IncidentLog

From SoylentNews
Revision as of 22:34, 11 March 2014 by Martyb (talk | contribs) (Added date/time stamp of incident)
Jump to navigation Jump to search

Report of an incident that occurred on March 11, 2014 from 15:30-17:00 EDT.

Summary. There was a report of a problem at http://soylentnews.org; logged-in users saw a comment count of zero (0) for the three newest stories on the main page. When a user went to the actual story, there were comments there. Separately, non-logged-in users failed to even see the most-recent 3 stories.

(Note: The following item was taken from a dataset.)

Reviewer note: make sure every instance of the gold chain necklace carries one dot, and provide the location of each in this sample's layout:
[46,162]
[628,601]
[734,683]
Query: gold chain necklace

In light of recent developments, credentials had been removed for many people; the one person who had access to everything was unavailable.

What went well:

  • Generally followed procedures outlined in ICS (Incident Command System)
  • Used private channel on http://irc.sylnt.us/ to communicate in real time.
  • Incident Commander performed a .op and prefixed nick with "cmdr_" to clearly identify role.
  • The main site stayed up as we attempted to solve the problem.
  • Staff jumped in and offered their services.
  • Provided some updates to the community via IRC on channel: #Soylent
  • Focused on gathering data to identify problem and outline possible solutions.
  • Performed confirmation after it appeared the problem was fixed, to ensure it actually was fixed.
  • Requested feedback on lessons learned.
  • Incident Commander admitted mistakes.
  • There were some ruffled feathers, but all-in-all people worked well together.
  • Established a follow-up to find underlying cause of problem and to document solution.

What did not go well:

  • Did not use staff mailing list to inform all staff there was a problem.
  • Incident Commander failed to recognize when a technical lead role was needed and to delegate a task leader for it.
  • Key people who had domain knowledge and access were unavailable.
  • Other people with the know-how to diagnose and fix the problem lacked the credentials they needed to do so.
  • Lacked alternative means to contact key people. (e.g. phone numbers)

Takeaway.

There is a fine core of dedicated professionals who genuinely want to see the site succeed. They rose to the occasion and strove to work together. We successfully diagnosed and solved the problem without causing further damage. We learned what happened when there was a failure to identify when a task leader was needed and to delegate appropriately. We successfully coordinated efforts from people who were distributed in multiple locations and time zones.